From 56006345746b97f3b8d267eec4c2cbbff137d4d5 Mon Sep 17 00:00:00 2001
From: Lain Soykaf <lain@lain.com>
Date: Wed, 31 Dec 2025 18:52:14 +0400
Subject: [PATCH] Installation: Add Release-Via-Docker option

---
 docs/installation/otp_en.md                   |  3 +
 docs/installation/release_to_docker_en.md     | 61 +++++++++++++++++
 installation/release-to-docker/Dockerfile     | 24 +++++++
 installation/release-to-docker/README.md      | 66 +++++++++++++++++++
 .../release-to-docker/docker-compose.yml      | 22 +++++++
 .../pleroma-host-release-entrypoint.sh        | 19 ++++++
 .../release-to-docker/pleroma.service         | 16 +++++
 7 files changed, 211 insertions(+)
 create mode 100644 docs/installation/release_to_docker_en.md
 create mode 100644 installation/release-to-docker/Dockerfile
 create mode 100644 installation/release-to-docker/README.md
 create mode 100644 installation/release-to-docker/docker-compose.yml
 create mode 100644 installation/release-to-docker/pleroma-host-release-entrypoint.sh
 create mode 100644 installation/release-to-docker/pleroma.service

diff --git a/docs/installation/otp_en.md b/docs/installation/otp_en.md
index 86efa27f8..123dccf3a 100644
--- a/docs/installation/otp_en.md
+++ b/docs/installation/otp_en.md
@@ -13,6 +13,9 @@ You will be running commands as root.
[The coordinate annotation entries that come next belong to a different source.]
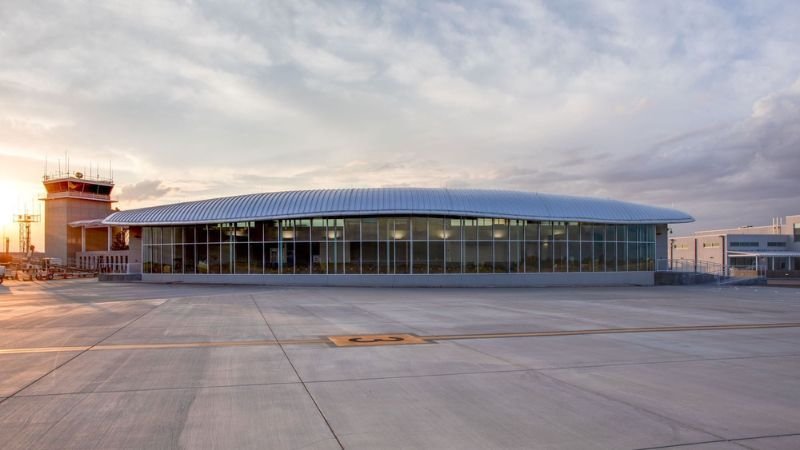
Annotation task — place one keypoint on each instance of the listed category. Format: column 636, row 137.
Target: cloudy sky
column 686, row 104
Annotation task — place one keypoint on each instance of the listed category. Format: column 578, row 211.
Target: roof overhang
column 335, row 203
column 784, row 254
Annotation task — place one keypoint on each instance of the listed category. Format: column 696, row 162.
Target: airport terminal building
column 400, row 237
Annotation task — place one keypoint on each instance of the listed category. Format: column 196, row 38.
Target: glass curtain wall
column 398, row 245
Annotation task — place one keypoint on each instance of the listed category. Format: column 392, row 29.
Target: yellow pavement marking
column 366, row 340
column 393, row 339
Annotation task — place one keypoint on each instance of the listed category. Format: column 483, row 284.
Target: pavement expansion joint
column 365, row 340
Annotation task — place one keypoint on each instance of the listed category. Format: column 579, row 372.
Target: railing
column 691, row 266
column 722, row 272
column 111, row 262
column 120, row 268
column 73, row 194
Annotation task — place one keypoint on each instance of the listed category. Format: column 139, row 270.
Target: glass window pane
column 599, row 233
column 546, row 232
column 200, row 234
column 436, row 250
column 369, row 229
column 202, row 257
column 214, row 233
column 214, row 258
column 470, row 230
column 532, row 231
column 419, row 228
column 573, row 231
column 531, row 254
column 271, row 230
column 453, row 231
column 352, row 230
column 470, row 256
column 599, row 256
column 500, row 254
column 485, row 229
column 167, row 235
column 319, row 257
column 546, row 260
column 256, row 255
column 586, row 232
column 318, row 230
column 587, row 258
column 453, row 250
column 369, row 251
column 302, row 253
column 633, row 256
column 402, row 254
column 302, row 231
column 516, row 230
column 256, row 232
column 560, row 256
column 574, row 259
column 436, row 228
column 401, row 230
column 272, row 261
column 485, row 258
column 241, row 258
column 611, row 256
column 559, row 231
column 516, row 256
column 226, row 258
column 420, row 249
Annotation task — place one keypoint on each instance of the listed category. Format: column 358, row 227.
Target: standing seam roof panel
column 418, row 201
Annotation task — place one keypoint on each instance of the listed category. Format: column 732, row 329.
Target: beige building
column 75, row 205
column 774, row 248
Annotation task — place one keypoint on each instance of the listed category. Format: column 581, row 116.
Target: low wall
column 111, row 277
column 438, row 280
column 683, row 278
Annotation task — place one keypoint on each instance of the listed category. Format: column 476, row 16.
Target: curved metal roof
column 399, row 201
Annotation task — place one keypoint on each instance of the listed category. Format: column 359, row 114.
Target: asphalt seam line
column 447, row 337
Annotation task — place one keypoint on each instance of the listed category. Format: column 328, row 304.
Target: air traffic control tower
column 73, row 197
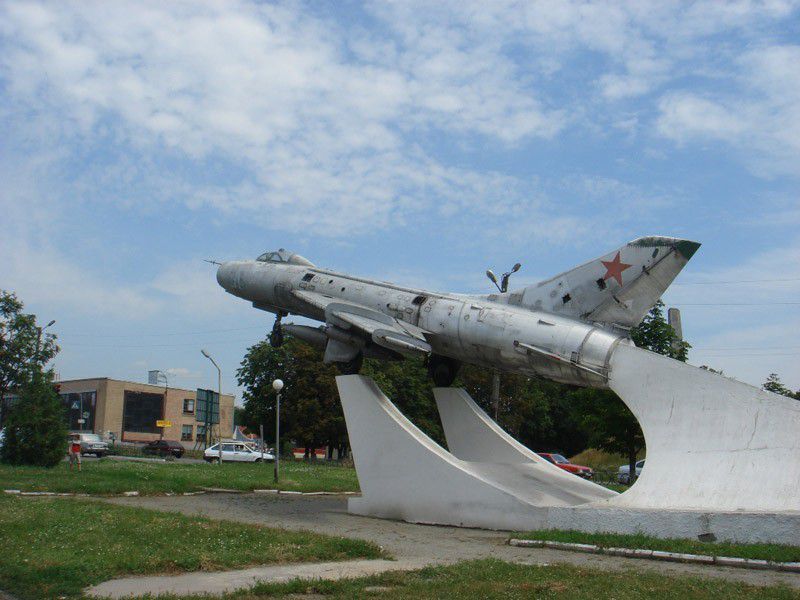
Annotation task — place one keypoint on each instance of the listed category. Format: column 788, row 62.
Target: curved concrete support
column 473, row 436
column 712, row 443
column 405, row 475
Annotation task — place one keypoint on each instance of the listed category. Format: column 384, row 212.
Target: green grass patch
column 773, row 552
column 492, row 578
column 56, row 547
column 109, row 476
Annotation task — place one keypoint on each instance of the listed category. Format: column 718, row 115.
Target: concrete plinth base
column 491, row 481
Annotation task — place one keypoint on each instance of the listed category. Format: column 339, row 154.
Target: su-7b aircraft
column 564, row 328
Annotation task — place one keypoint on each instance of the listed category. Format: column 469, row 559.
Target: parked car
column 164, row 448
column 623, row 473
column 236, row 452
column 561, row 462
column 91, row 443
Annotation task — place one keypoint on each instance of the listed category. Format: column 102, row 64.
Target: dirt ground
column 433, row 544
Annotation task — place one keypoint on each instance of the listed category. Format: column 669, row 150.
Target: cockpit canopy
column 284, row 256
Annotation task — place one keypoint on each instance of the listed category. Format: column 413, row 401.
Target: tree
column 654, row 333
column 23, row 351
column 608, row 421
column 536, row 412
column 311, row 413
column 775, row 385
column 35, row 430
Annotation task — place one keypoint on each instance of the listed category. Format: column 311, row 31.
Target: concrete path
column 223, row 582
column 412, row 545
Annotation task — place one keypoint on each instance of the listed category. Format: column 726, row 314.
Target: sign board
column 206, row 409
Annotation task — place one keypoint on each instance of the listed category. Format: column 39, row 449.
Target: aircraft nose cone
column 225, row 274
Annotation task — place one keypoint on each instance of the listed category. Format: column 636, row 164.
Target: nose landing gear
column 351, row 367
column 443, row 370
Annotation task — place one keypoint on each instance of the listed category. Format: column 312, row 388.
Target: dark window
column 141, row 411
column 80, row 406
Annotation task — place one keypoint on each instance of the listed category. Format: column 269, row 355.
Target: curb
column 203, row 490
column 292, row 493
column 722, row 561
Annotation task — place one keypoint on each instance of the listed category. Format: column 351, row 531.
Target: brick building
column 130, row 410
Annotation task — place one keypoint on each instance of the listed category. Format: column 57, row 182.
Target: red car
column 563, row 463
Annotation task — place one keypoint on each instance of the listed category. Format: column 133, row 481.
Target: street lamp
column 277, row 385
column 39, row 339
column 205, row 353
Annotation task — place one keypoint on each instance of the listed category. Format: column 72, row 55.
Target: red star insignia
column 614, row 268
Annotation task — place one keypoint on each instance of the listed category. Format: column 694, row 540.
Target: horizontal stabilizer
column 618, row 288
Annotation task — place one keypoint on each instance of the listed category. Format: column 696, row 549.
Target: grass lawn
column 496, row 579
column 774, row 552
column 56, row 547
column 108, row 476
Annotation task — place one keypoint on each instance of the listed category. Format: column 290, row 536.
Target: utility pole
column 277, row 385
column 496, row 393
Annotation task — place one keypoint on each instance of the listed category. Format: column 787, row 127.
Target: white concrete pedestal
column 491, row 481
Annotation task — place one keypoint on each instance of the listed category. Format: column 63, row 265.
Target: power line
column 162, row 334
column 736, row 281
column 733, row 303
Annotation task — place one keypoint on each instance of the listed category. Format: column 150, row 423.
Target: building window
column 141, row 411
column 79, row 410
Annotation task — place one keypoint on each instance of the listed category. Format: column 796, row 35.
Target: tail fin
column 617, row 288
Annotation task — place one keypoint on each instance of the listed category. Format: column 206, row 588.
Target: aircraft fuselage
column 480, row 330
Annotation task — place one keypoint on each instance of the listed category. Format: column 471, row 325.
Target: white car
column 235, row 452
column 624, row 471
column 91, row 443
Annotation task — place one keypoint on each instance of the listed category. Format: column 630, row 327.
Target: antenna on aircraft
column 502, row 286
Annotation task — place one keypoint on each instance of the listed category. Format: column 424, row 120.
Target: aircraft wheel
column 351, row 367
column 443, row 370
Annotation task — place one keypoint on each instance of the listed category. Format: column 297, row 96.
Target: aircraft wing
column 367, row 323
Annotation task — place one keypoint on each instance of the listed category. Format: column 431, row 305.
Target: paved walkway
column 223, row 582
column 412, row 545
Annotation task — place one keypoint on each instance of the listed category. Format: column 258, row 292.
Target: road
column 407, row 541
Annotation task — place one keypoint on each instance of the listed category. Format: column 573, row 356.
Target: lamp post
column 277, row 385
column 219, row 399
column 35, row 357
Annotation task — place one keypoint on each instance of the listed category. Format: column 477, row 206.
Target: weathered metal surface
column 534, row 331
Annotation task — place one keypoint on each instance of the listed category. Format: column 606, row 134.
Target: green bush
column 35, row 432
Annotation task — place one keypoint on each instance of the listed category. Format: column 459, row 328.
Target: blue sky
column 394, row 140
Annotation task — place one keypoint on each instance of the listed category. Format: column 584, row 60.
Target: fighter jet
column 564, row 328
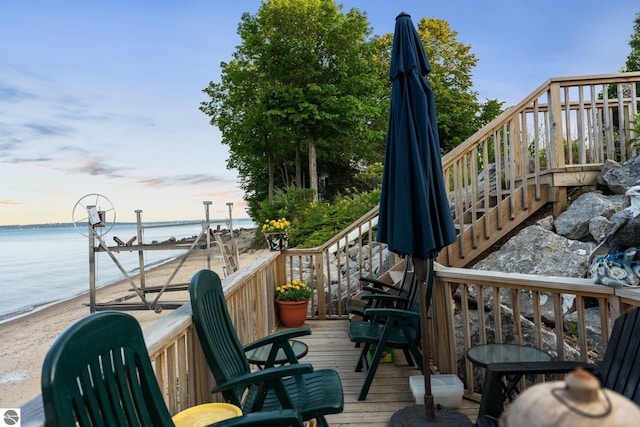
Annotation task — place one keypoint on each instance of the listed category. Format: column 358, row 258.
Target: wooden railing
column 557, row 137
column 174, row 349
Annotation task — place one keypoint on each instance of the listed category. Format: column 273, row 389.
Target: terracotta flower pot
column 292, row 314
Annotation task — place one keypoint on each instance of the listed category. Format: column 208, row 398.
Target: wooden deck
column 329, row 347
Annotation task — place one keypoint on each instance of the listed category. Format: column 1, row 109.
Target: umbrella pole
column 422, row 267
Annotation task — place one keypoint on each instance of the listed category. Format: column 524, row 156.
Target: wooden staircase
column 556, row 138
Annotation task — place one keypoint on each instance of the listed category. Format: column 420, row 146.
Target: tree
column 459, row 112
column 301, row 76
column 633, row 60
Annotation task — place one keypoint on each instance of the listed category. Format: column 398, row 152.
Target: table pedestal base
column 415, row 416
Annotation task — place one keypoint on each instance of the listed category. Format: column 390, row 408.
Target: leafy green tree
column 633, row 60
column 300, row 79
column 459, row 112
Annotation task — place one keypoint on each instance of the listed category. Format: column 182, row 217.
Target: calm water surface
column 41, row 264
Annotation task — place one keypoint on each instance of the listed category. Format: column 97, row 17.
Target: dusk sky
column 103, row 96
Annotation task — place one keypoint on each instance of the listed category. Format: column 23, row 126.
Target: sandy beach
column 28, row 338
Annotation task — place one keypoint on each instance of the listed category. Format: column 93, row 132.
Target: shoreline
column 28, row 336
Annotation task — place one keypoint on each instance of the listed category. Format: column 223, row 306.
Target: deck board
column 329, row 347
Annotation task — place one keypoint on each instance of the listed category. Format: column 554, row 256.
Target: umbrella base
column 415, row 416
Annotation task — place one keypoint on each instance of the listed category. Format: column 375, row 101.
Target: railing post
column 557, row 144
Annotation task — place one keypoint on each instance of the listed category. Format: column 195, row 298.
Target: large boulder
column 536, row 250
column 574, row 223
column 618, row 178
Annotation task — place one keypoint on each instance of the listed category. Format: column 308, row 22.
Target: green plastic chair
column 393, row 323
column 98, row 373
column 314, row 393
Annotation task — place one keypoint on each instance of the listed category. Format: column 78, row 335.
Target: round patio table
column 206, row 414
column 485, row 354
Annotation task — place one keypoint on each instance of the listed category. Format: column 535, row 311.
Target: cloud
column 12, row 94
column 189, row 180
column 49, row 130
column 10, row 203
column 94, row 166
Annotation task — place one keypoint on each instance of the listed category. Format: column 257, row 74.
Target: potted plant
column 276, row 232
column 292, row 300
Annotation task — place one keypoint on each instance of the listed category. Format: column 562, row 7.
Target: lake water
column 45, row 263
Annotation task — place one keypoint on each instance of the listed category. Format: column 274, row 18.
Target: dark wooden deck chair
column 98, row 373
column 619, row 371
column 389, row 326
column 368, row 286
column 314, row 393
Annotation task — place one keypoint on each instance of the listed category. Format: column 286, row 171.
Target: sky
column 102, row 97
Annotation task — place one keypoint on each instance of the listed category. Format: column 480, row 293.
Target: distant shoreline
column 28, row 336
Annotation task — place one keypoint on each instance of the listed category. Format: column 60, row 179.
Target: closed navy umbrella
column 415, row 219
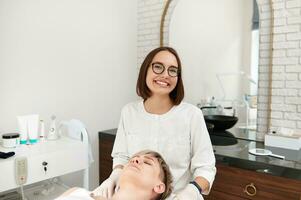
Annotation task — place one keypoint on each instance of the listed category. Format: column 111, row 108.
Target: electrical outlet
column 21, row 170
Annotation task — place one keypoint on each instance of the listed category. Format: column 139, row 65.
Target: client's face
column 142, row 171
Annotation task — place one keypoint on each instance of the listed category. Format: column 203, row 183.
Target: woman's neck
column 158, row 104
column 129, row 194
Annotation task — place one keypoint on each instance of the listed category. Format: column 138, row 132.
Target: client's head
column 147, row 172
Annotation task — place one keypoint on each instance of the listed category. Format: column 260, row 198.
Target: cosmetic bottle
column 52, row 134
column 42, row 130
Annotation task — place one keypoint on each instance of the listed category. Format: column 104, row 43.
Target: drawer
column 252, row 185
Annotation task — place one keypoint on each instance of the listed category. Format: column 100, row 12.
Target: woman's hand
column 189, row 192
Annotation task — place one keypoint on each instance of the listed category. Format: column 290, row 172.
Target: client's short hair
column 165, row 174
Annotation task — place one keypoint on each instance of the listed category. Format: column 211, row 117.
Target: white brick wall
column 286, row 77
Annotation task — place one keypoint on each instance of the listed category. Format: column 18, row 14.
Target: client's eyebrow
column 149, row 158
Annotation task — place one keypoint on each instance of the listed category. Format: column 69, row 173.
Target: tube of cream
column 22, row 129
column 33, row 128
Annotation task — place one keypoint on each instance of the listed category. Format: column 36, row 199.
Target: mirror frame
column 264, row 128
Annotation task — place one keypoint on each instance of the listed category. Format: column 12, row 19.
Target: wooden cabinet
column 234, row 183
column 230, row 183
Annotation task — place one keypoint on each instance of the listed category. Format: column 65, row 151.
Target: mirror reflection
column 219, row 42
If you aren't root already, please elevate
 
 Similarly to other binaries, OTP releases tend to be only compatible with the distro they are built on, as such this guide focuses only on Debian/Ubuntu and Alpine.
 
+!!! note
+    If you get `GLIBC_... not found` errors on Debian/Ubuntu, you can run the OTP release from `/opt/pleroma` inside a newer distro container without upgrading the host. See [`release_to_docker_en.md`](release_to_docker_en.md).
+
 ### Detecting flavour
 
 Paste the following into the shell:
diff --git a/docs/installation/release_to_docker_en.md b/docs/installation/release_to_docker_en.md
new file mode 100644
index 000000000..a1fd165ac
--- /dev/null
+++ b/docs/installation/release_to_docker_en.md
@@ -0,0 +1,61 @@
+# Running OTP releases via Docker (glibc shim)
+
+Pleroma OTP releases are built on specific distros. If your host OS is older than
+the build environment, you may hit runtime linker errors such as:
+
+```
+/lib/x86_64-linux-gnu/libc.so.6: version `GLIBC_2.38' not found
+```
+
+If you don't want to upgrade your host OS, you can run the existing OTP release
+from `/opt/pleroma` inside an Ubuntu 24.04 container while keeping your existing
+host config and data directories.
+
+This approach uses a small "shim" container image to provide a newer `glibc`.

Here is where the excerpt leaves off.